Monday, June 19, 2006

Thinking about chesed

I hope some of you are still reading - it has been quite a while since I blogged. Partly this was because of feeling a bit ill and having several out-of-town visitors including a brief visit from my parents. But mostly it was an old problem that has kept me from ever regularly keeping a journal - having way too many topics I want to write about and not just sitting down to write! (At the moment I have about six articles/posts that I want to comment on saved as drafts.) So I am just going to start with the following:

Renegade Rebbetzin had a post that expressed so well a topic I have talked about before and one which led my husband and I to move across the country a year ago. What does it mean to really help people?

Cool Yiddishe Mama wrote about her friend (whom I know) who is struggling to get help with finding a job and having a place to live and food in the meantime. I have another friend, "Jacob", who has also struggled with extreme financial difficulties for quite some time. A small number of friends have repeatedly helped him out, but he could not seem to find support and help from the community at large. What do these two people have in common? They are both gerrim, not long-standing members of a specific shul community, and have the kind of financial problems that people don't connect to their fellow Jew sitting next to them in shul. Poverty is something that happens to people in Israel or some widowed mother with ten children (chas v'shalom), not to the guy who I see in shul but have never introduced myself to. The rabbis who were involved in the conversions basically abandoned them after a few months. Jacob practicallly begged his rabbi to help him meet people at shul. The rabbi e-mailed about five guys to ask them to invite him to meals. He got one or two invitations, then nothing - even the rabbi only invited him once, and when they got seperated during kiddush he went home for lunch without his invited guest! As Jacob cannot afford to move to the more expensive area near the shuls, he was walking over 2 miles to get to shul. With no invitations, he then turned around and walked back home. Then he was seriously injured and could not attend shul for a long time, and no one noticed.

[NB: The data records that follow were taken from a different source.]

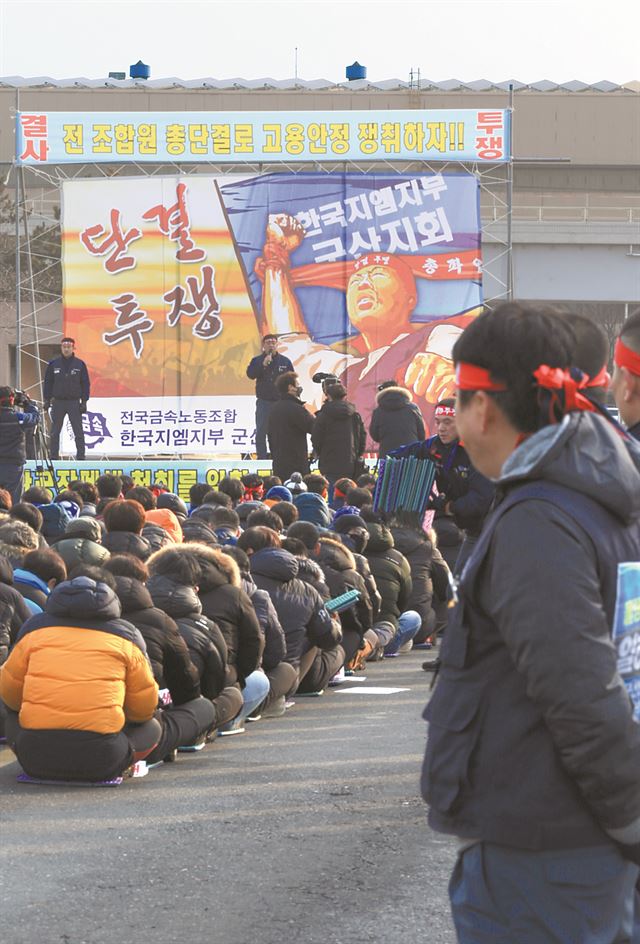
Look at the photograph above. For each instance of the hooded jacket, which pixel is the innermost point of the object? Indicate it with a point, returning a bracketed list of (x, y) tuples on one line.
[(289, 424), (225, 602), (126, 542), (339, 438), (165, 519), (340, 571), (532, 741), (391, 572), (13, 609), (396, 420), (169, 657), (203, 639), (314, 508), (81, 544), (299, 606), (79, 666), (197, 530), (275, 644), (31, 587), (17, 539), (416, 547)]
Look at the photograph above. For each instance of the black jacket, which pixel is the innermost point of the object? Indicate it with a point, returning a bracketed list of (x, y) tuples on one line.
[(395, 420), (418, 550), (340, 571), (339, 439), (125, 542), (532, 742), (205, 642), (299, 607), (225, 602), (12, 428), (289, 423), (13, 610), (265, 377), (66, 378), (391, 571), (170, 662), (275, 645)]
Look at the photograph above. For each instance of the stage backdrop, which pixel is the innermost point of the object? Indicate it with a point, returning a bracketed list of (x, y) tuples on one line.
[(170, 282)]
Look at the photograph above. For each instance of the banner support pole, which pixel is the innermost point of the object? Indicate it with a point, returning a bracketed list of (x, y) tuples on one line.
[(510, 201), (18, 368)]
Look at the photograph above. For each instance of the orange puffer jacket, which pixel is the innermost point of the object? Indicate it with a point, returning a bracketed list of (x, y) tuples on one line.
[(78, 666)]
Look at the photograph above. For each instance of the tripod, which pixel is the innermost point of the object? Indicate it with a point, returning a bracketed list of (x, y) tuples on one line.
[(40, 449)]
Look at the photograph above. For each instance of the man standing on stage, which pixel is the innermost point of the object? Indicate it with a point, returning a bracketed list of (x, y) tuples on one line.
[(265, 370), (66, 391)]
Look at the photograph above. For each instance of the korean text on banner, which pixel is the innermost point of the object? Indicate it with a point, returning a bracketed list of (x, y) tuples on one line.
[(467, 134)]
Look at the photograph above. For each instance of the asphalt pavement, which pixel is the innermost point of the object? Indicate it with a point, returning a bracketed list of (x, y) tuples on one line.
[(307, 829)]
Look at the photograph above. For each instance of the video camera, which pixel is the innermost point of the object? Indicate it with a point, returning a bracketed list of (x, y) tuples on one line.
[(327, 380)]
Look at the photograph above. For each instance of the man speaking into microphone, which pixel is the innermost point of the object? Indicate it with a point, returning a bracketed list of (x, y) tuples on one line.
[(66, 391)]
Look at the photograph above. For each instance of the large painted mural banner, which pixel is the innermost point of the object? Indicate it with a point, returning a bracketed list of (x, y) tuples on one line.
[(169, 284)]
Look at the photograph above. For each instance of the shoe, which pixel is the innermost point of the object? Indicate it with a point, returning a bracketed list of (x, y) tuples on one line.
[(233, 727), (277, 709), (431, 665), (190, 748)]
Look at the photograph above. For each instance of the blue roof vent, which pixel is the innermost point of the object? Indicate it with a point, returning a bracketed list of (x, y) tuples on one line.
[(356, 71), (139, 70)]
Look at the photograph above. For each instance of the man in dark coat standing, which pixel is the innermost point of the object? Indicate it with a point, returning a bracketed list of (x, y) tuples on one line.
[(66, 391), (265, 370), (289, 424), (339, 437), (396, 420)]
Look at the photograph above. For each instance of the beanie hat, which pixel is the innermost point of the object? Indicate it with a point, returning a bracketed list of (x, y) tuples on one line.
[(84, 528), (348, 522), (295, 485), (280, 493), (346, 510), (174, 503)]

I could go on -- I could write ten posts about how I was treated as a newcomer when I married my husband and went to NY for him to continue in yeshiva, how we were treated when we tried to get $3000 in pay that was owed to my husband from a rabbi at the yeshiva, how we lived in a building owned by the rabbi of the shul across the street and with a frum manager but neither treated us as fellow frum Jews -- but instead I will try to cntinue tomorrow with examples of things that DO represent how Jews should treat each other and help each other. (There are at least three of my readers that will find their actions in my post!)

4 comments:

Selena said...

Esther: Welcome back! I missed you.

Orthonomics said...

Welcome back. It is sad that some of these stories don't surprise anyone anymore.

Fitter, Happier, More Productive said...

One small correction. The Rabbi e-mailed 5 or so guys and no one responded nor invited me to lunch. None of the 5+ people sought me out to speak with me. None of them e-mailed or telephoned.

cool yiddishe mama said...

As I said on my blog, my friend did find a well-paying job. Now we are working on a living situation for him. An acquaintance of mine said that she has been "working" on it but b/c he's a single man, families don't want to take him in due to yichud issues. If that's all that is, then he agreed to not be home when the husband is not. However, I am not totally sure about the aquaintance's efforts are genuine. At the same time, she told me about this, she also told me that she and some other people are concerned about his "weirdness" (to put it politely). He's a single man who likes to play with kids (but always supervised in their play room or at shul, never alone). There's also a single woman in our community who teaches pre-school and has this same interest. NO ONE questions her interest. Just our friend's. Welcome back, Esther. Hope the move went smoothly and hope to see the new digs soon.